¡Reina del cielo, alégrate! ¡Aleluya!
La Virgen María estuvo particularmente cercana a Jesús en los misterios de su
muerte y resurrección, en el nacimiento de la Iglesia y en venida del Espíritu
Santo. Cumplida su misión terrena fue llevada al Cielo y coronada de gloria
junto a su Hijo, esperando que Cristo recapitule todas las cosas y las entregue
al Padre.
María es la perfecta discípula del Señor que colaboró como nadie, y de manera
totalmente excepcional, en la obra de la redención: comenzando por el misterio
de la Encarnación y culminando su misión participando en la muerte y
resurrección de su Hijo.
Recordemos que ella permaneció firme, fiel e íntegra ante el misterio de la
muerte y sepultura de su hijo Jesús. Ella, la “mujer”, la nueva Eva, recibe el
testamento del Crucificado: “Ahí tienes a tu hijo”.

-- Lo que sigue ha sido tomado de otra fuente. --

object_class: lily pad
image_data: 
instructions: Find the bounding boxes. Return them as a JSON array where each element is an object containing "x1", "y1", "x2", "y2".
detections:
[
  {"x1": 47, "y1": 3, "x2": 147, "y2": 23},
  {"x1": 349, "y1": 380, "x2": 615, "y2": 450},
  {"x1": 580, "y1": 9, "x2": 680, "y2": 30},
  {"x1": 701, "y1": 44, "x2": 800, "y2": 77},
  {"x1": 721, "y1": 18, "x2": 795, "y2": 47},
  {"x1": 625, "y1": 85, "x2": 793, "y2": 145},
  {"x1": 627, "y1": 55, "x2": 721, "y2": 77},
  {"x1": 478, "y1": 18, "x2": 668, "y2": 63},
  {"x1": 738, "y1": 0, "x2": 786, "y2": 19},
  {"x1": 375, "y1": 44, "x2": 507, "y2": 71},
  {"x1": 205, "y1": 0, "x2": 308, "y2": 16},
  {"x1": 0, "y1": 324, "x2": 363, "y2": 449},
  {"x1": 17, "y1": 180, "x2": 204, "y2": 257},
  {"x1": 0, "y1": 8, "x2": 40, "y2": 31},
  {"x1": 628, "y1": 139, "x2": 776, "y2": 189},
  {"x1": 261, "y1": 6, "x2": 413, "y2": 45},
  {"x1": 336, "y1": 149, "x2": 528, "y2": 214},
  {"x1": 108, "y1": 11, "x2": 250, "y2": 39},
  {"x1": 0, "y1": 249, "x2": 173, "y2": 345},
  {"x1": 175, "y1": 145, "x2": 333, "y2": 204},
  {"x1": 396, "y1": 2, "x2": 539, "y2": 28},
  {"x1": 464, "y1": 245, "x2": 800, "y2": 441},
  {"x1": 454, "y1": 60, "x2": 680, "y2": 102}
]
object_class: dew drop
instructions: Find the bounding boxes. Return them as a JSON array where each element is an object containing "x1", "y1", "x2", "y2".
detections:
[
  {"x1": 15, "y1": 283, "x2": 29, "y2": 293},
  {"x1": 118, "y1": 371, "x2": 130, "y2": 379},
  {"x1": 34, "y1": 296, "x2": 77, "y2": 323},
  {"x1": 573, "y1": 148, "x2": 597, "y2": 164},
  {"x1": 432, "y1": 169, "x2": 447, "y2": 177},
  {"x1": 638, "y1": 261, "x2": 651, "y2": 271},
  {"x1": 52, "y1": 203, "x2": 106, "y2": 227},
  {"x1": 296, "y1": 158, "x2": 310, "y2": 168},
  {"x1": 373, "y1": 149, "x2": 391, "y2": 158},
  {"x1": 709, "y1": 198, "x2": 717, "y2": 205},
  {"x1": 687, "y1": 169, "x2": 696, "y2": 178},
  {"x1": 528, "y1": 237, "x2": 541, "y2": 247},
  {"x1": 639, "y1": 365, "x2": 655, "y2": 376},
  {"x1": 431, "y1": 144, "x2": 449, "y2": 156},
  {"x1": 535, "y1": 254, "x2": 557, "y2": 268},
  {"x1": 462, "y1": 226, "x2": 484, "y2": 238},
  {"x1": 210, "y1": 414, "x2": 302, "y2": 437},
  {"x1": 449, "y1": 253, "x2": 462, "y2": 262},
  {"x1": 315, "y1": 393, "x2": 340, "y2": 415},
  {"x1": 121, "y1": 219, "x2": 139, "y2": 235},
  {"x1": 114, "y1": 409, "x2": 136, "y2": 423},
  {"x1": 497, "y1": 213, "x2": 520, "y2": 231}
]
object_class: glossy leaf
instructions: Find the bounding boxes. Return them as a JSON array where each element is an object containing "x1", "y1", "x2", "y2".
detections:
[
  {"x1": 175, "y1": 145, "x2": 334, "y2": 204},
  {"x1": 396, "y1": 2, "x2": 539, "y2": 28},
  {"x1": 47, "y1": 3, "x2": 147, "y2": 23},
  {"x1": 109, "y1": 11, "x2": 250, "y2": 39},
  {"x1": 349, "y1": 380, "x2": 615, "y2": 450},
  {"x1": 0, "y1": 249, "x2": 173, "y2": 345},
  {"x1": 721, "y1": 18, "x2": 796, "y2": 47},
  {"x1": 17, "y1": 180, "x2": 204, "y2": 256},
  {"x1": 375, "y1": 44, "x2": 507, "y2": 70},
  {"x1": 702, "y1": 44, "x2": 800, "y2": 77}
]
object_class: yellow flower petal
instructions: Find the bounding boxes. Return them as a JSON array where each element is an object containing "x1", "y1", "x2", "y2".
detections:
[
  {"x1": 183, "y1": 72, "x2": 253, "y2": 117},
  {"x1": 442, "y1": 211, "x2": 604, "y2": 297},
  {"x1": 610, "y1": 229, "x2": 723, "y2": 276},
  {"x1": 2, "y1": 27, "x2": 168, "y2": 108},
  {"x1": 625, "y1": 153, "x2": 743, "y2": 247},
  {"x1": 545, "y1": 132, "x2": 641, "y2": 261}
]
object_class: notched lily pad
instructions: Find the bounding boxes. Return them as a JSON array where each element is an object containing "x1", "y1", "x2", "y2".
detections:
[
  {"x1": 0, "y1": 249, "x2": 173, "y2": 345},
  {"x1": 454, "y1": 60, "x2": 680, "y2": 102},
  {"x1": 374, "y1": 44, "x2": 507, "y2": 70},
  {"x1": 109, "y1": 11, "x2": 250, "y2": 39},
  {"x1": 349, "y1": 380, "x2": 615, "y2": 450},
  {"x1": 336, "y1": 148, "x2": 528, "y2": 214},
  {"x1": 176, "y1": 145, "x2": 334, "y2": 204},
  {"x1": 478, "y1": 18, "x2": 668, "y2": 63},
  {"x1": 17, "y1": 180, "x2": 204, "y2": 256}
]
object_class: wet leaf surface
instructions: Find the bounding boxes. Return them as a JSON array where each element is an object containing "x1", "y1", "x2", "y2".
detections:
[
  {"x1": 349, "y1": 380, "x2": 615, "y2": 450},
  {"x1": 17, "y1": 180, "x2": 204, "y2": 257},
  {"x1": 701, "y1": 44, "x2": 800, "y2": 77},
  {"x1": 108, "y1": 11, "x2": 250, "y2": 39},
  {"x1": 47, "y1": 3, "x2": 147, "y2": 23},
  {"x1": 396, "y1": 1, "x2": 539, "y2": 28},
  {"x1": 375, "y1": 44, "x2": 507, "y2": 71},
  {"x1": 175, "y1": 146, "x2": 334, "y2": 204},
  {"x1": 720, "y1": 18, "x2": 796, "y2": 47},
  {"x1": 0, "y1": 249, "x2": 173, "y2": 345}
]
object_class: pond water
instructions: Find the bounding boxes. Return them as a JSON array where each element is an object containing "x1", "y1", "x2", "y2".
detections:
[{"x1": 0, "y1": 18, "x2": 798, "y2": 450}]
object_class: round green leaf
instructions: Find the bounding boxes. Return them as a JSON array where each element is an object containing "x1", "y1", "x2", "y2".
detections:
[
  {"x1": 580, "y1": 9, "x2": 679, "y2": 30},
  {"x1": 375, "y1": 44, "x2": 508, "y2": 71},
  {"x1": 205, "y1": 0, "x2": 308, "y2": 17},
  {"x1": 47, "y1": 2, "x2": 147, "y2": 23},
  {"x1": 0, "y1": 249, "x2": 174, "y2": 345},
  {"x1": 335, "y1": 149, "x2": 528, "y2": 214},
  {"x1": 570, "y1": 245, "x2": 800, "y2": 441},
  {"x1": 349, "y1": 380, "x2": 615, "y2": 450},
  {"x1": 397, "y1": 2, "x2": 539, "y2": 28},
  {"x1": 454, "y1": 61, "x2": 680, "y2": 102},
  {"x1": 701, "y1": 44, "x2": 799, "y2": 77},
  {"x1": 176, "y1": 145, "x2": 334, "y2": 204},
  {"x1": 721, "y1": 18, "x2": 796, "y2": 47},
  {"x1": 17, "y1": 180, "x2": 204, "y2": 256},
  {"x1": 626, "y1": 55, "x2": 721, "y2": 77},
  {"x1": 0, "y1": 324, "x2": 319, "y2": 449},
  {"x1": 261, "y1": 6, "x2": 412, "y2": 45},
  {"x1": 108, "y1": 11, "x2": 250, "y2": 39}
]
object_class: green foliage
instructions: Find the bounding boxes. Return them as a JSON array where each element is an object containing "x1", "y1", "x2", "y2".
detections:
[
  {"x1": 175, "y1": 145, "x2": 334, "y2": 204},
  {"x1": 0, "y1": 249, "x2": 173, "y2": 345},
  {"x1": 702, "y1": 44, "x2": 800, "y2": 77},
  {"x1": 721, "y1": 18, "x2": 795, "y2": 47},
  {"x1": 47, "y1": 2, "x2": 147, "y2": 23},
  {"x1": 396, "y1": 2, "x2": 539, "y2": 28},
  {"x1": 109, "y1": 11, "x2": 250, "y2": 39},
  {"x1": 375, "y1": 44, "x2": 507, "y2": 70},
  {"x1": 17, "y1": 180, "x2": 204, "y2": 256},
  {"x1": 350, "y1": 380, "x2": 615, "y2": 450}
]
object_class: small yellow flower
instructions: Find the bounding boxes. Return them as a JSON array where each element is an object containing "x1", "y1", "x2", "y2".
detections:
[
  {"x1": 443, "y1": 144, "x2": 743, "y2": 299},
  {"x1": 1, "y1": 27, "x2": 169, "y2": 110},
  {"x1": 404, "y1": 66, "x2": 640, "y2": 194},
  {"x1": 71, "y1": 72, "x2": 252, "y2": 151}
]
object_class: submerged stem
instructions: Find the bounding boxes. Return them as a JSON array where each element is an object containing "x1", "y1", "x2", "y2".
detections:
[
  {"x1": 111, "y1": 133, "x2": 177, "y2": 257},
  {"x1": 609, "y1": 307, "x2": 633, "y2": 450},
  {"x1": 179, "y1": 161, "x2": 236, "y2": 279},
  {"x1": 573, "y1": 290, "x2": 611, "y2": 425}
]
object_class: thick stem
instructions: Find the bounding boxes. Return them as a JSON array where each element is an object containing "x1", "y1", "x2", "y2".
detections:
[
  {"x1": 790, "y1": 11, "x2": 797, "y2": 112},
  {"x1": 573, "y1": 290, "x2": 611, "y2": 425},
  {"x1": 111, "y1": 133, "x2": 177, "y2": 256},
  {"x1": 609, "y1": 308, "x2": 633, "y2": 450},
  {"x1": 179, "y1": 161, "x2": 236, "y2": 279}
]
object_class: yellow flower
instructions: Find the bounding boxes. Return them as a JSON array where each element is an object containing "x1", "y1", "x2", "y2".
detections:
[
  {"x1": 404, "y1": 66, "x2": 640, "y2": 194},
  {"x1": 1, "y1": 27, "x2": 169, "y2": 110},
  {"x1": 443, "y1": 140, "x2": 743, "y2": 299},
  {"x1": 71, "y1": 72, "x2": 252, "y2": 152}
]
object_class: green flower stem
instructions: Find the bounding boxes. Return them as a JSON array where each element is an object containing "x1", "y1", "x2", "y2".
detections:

Ella sabe en fe que Jesús no puede morir. Por eso, la Iglesia siempre ha creído
que la Virgen María fue la primera que creyó en la resurrección, la primera que
“vio” a Jesús como Resucitado y constituido Señor y Salvador. No le hacían
falta apariciones. Ningún evangelista narra esas posibles apariciones.
De ahí que la Virgen María es la que mejor puede iniciarnos en la fe pascual,
en la experiencia de la salvación plena en Cristo el Señor. Ella es la Madre
del Resucitado. De hecho María, rodeada de otras mujeres testigos de la resurrección,
acompañó a los discípulos en el proceso pascual del alumbramiento del nuevo
Israel, la Iglesia, hasta recibir la plenitud del Espíritu en Pentecostés, como
la verdadera y única madre de los creyentes. Ella es la llena del Espíritu
Santo.
Nadie mejor que ella nos puede acompañar en este tiempo pascual hasta que
experimentemos la plena salvación en Cristo. Por eso, la Iglesia la saluda con
especial devoción, alegría y esperanza durante el tiempo pascual.